The proposal explains that EcoHealth and CSU “will perform experimental infection studies of Nipah virus, SARS-CoV-2 and the SARS-related coronavirus, RaTG13.” Nipah has a 75 percent human fatality rate, and RaTG13 closely relates to the bat coronavirus that caused the pandemic.
Records analyzed by WCW show that the new CSU bat lab will collaborate with NIH’s bioagent superlab in Montana for experiments on animals with the fatal Nipah virus and Ebola.
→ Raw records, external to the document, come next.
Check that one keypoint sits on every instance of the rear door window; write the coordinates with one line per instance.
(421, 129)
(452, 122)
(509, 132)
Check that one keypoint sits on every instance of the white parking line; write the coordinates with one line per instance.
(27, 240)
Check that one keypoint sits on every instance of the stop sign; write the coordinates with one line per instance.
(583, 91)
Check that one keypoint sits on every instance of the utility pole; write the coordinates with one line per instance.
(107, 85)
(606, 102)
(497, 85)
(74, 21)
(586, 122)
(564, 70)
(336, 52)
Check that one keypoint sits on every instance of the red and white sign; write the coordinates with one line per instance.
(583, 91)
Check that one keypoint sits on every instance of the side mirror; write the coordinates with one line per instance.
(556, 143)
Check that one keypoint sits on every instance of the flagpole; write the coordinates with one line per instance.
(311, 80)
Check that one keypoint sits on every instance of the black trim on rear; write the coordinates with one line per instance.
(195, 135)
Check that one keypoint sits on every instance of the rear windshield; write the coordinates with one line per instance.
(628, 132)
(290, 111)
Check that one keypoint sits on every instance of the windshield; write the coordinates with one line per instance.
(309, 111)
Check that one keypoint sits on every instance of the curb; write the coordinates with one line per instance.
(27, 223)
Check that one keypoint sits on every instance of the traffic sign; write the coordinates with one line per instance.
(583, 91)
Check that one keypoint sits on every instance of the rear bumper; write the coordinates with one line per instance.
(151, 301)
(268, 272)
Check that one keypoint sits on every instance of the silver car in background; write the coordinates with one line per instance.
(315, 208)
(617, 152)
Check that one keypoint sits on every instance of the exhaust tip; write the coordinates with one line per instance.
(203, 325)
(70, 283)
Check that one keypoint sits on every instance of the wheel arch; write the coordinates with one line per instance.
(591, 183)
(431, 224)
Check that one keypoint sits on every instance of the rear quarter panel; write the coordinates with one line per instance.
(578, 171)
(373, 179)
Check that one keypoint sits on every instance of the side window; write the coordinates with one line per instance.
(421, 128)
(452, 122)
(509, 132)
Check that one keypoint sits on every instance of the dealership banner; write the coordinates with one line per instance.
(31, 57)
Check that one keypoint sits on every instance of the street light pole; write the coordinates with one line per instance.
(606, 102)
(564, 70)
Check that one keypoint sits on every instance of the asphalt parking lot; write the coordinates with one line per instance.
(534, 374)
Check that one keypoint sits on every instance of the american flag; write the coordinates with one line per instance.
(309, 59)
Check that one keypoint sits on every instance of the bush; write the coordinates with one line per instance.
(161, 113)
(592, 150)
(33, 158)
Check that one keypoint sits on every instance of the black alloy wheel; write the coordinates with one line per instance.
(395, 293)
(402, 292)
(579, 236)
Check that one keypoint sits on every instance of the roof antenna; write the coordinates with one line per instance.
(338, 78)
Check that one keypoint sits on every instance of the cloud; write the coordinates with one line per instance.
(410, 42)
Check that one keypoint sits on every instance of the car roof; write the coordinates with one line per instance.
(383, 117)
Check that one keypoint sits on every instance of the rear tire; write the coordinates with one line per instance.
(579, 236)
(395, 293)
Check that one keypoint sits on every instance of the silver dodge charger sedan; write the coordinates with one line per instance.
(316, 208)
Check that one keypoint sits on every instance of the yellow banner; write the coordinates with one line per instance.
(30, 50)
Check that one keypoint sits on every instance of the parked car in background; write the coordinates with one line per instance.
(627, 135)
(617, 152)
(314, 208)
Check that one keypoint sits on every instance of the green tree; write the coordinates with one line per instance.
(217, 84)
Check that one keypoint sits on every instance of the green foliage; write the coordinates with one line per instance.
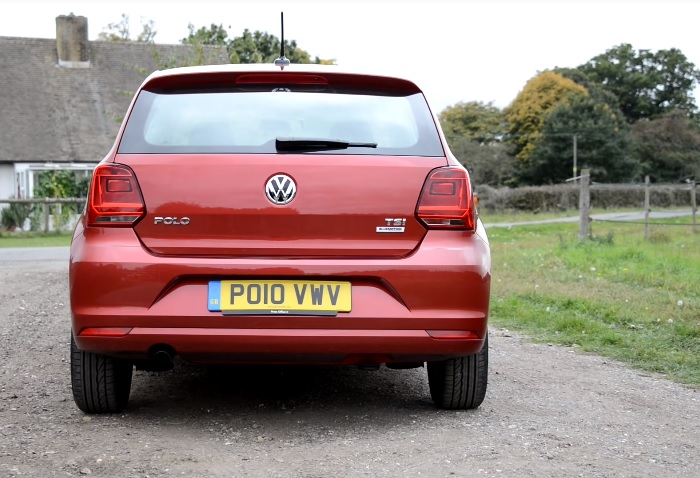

This is the same lab that performed deadly coronavirus experiments on zoo bats back in 2018 and currently performs maximum pain Ebola tests on baby pigs, primates, and other animals.
WCW’s investigation and the documents above directly contradict CSU’s public claims made as recently as July 2023 that the new bat lab won’t be involved with experiments using COVID, Ebola, or Nipah.
CSU experiments have also stated their intention to develop “humanized” bats that are engineered to be susceptible to infection with virus strains that can spread to people.
Documents uncovered by WCW state that CSU’s bat lab is slated to be completed by late 2024, though there have been numerous delays.
Our analysis has found that CSU’s current bat experiments are receiving millions in taxpayer funding through NIH as well as the National Science Foundation, Department of Energy, Department of Interior, Department of Agriculture, and the Department of Defense’s “Combatting Weapons of Mass Destruction” account.
In addition to establishing EcoHealth as the driving force behind the reckless bat lab project, records also show that CSU’s lead bat experimenter collaborates with Wuhan lab gain-of-function experimenters Ben Hu—likely COVID Patient Zero —and Shi Zhengli (aka Batwoman).
These plans to conduct taxpayer-funded experiments on imported bats with fatal and easily transmissible viruses are alarming, especially because records obtained by our friends at US Right to Know show that CSU has a recent history of laboratory accidents with dangerous, deadly, and contagious pathogens including tuberculosis, plague, Brucella, Chronic Wasting Disease, chikungunya, Valley Fever, Q Fever, rabies, Zika, and even COVID.
One of the lead CSU bat experimenters has also been cited and fined for illegally obtaining animals for risky virus tests.
Is this how you want your money spent?